It takes as given that money must be made of a precious metal. In doing this it ignores the history of money in China. There money had frequently been made entirely of base metals such as bronze and iron, and by the Song period one thousand years ago, even this had been in large measure replaced by printed paper currency.
Given a large state with a professional salaried civil service it was quite feasible for the government to ensure that its money circulated by virtue of accepting it for tax payments.
According to von Glahn chartalism, the principle that the value of money is determined by the monetary authority irrespective of the use value of the substance employed as money, was a fundamental tenet of classical Chinese monetary analysis. See von Glahn, Fountain of Fortune, pp. 23-47.
This would make it seem that the predominance of metallist doctrines in Europe is a reflection of the long period of European barbarism and disunity between the fall of the Carolingian empire and the establishment of the EU.

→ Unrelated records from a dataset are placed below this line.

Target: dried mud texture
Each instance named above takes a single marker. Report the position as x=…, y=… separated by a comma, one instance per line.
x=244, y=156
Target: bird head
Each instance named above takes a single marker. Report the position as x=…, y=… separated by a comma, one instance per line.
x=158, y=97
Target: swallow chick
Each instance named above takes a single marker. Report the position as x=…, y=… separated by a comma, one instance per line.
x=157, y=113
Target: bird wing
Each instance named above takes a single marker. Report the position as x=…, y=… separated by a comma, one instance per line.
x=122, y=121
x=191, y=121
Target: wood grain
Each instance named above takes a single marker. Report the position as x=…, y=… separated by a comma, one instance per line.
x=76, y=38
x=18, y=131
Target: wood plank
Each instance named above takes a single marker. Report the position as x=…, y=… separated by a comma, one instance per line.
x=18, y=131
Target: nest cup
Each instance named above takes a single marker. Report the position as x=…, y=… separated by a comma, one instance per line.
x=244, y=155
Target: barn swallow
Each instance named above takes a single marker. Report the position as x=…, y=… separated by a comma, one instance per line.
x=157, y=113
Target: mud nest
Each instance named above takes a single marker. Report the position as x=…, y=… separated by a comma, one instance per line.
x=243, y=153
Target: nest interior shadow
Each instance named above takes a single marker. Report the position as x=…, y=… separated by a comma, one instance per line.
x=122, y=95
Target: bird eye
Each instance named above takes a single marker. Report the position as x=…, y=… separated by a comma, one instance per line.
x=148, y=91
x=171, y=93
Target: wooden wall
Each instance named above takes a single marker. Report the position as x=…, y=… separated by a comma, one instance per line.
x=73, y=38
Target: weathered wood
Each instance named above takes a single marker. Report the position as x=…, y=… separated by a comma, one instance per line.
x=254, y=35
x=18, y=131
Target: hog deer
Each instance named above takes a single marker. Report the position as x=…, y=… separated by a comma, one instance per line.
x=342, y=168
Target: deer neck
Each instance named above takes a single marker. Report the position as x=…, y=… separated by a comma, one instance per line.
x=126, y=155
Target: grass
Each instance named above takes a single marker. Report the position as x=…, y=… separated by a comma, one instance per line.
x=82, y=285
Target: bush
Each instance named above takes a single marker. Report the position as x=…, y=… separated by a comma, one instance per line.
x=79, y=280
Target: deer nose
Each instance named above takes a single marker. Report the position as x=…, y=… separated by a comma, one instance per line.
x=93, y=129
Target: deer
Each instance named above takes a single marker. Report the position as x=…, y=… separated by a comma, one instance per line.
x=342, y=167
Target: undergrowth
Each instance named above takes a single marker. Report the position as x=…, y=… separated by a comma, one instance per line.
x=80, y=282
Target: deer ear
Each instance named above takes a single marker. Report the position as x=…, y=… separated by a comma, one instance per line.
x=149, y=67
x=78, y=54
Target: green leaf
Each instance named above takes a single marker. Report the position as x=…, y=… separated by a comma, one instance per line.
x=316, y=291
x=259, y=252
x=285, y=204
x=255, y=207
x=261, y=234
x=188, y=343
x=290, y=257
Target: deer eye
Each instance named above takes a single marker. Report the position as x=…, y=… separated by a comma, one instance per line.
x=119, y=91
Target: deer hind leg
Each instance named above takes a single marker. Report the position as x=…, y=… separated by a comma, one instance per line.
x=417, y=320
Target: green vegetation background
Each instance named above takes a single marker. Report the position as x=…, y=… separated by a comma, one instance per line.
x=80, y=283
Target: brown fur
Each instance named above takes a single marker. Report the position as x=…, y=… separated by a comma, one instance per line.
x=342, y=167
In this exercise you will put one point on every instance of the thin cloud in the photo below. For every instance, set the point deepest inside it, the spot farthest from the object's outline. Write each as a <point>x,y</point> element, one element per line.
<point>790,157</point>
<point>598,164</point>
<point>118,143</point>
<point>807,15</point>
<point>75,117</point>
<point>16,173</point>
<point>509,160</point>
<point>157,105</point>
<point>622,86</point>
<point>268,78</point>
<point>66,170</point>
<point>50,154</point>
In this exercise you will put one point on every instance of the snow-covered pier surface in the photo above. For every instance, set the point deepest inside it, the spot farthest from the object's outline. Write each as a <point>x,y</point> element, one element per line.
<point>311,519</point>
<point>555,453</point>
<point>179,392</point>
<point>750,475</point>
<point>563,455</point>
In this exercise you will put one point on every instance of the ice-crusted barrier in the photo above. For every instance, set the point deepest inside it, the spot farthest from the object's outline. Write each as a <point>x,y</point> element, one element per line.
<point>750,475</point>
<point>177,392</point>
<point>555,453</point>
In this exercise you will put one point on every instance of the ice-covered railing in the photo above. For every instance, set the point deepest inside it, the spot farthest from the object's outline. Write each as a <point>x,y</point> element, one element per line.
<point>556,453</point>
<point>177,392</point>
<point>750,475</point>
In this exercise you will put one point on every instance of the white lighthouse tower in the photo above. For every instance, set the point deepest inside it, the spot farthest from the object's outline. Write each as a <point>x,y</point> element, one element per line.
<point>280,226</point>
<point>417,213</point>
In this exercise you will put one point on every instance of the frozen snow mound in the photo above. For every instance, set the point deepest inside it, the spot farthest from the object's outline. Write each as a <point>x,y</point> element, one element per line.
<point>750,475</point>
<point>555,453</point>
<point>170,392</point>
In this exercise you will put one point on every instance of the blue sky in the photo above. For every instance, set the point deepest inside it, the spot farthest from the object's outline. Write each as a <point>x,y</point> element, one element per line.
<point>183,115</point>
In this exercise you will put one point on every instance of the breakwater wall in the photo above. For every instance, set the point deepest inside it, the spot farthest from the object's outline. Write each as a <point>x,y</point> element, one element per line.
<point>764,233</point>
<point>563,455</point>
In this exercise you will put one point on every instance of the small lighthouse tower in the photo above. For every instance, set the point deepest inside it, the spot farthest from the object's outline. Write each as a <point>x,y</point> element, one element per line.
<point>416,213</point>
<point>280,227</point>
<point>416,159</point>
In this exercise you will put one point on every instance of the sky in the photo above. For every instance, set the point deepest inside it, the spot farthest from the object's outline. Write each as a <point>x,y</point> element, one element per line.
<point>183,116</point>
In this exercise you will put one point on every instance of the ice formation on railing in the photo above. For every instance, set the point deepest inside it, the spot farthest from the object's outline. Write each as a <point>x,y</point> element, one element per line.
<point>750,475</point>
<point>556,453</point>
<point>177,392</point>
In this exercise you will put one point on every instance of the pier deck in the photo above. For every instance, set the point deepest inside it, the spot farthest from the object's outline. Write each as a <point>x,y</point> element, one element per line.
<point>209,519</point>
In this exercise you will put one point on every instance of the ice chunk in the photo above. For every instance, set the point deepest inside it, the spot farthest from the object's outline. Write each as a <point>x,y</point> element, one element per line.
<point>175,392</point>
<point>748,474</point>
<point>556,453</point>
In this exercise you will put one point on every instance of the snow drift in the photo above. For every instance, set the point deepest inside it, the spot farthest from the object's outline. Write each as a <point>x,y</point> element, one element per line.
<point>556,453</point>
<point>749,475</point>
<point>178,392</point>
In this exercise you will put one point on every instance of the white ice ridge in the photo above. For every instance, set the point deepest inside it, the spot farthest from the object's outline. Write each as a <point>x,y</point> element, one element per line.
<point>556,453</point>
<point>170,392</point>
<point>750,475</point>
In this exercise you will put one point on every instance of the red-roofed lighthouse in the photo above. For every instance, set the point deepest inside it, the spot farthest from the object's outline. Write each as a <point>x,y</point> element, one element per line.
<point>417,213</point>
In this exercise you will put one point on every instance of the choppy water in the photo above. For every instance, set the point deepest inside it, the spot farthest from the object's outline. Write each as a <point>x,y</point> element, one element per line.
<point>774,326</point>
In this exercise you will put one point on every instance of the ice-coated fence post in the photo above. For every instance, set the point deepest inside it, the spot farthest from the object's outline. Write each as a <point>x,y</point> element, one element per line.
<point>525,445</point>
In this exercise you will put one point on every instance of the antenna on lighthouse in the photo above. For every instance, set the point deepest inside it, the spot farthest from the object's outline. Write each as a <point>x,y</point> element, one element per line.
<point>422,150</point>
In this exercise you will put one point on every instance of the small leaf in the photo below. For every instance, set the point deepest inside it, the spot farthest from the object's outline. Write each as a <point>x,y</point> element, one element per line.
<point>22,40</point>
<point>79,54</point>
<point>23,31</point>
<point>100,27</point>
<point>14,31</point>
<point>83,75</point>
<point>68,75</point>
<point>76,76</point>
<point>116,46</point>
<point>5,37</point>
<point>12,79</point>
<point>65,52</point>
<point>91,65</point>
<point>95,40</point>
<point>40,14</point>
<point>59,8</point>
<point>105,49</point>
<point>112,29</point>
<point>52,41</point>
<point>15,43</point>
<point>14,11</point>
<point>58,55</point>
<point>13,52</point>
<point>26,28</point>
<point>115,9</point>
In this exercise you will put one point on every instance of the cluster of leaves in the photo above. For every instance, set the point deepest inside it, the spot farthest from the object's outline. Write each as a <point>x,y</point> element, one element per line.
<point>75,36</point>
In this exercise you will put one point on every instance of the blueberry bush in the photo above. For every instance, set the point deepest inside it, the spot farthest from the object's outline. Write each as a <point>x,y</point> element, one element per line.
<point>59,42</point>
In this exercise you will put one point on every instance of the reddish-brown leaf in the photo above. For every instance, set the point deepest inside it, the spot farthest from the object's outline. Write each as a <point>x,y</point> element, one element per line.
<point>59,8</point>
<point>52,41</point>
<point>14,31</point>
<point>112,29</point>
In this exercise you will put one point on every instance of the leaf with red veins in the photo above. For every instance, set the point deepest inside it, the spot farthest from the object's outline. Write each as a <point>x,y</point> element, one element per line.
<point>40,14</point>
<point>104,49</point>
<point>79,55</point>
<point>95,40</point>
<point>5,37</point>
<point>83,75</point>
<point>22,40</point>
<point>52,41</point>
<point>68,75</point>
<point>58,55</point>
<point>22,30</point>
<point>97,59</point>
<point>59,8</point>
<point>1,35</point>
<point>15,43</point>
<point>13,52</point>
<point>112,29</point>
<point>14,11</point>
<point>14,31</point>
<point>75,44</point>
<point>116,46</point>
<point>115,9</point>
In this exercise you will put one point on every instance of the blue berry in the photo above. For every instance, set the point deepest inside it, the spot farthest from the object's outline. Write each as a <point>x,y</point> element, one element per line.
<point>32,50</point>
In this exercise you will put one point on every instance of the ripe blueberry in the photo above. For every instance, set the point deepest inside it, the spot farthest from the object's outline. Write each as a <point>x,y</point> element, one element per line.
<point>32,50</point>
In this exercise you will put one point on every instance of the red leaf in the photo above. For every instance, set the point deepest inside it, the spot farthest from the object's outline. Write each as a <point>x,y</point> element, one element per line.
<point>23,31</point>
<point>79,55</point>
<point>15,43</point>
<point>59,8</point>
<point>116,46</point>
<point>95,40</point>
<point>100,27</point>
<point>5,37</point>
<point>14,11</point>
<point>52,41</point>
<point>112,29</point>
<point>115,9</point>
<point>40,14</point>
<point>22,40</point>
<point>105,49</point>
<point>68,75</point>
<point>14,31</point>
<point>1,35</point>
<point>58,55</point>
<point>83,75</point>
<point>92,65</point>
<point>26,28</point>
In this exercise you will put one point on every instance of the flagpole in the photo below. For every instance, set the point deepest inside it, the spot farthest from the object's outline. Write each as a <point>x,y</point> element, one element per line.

During this warring states period in Europe, states were small, and for much of the time lacked professional salaried civil services. There tax collecting apparatus was poor and they were not able to so effectively enforce the circulation of national coinage unless it was backed by gold that could be used in internal European trade between the petty states.
But how does this fit with how the late Roman economy which was revolutionized in Banaji's account by securing a stable money--a new gold coinage which provided a means by which financially astute bureaucrats could accumulate fortunes that they subsequently invested in land. Note then Banaji's attempt to rewrite the history of late antiquity--a new currency system in fact assisted the revival and indeed an expansion of a monetized economy.
This local and temporary historical phenomena is universalised in metallist doctrines.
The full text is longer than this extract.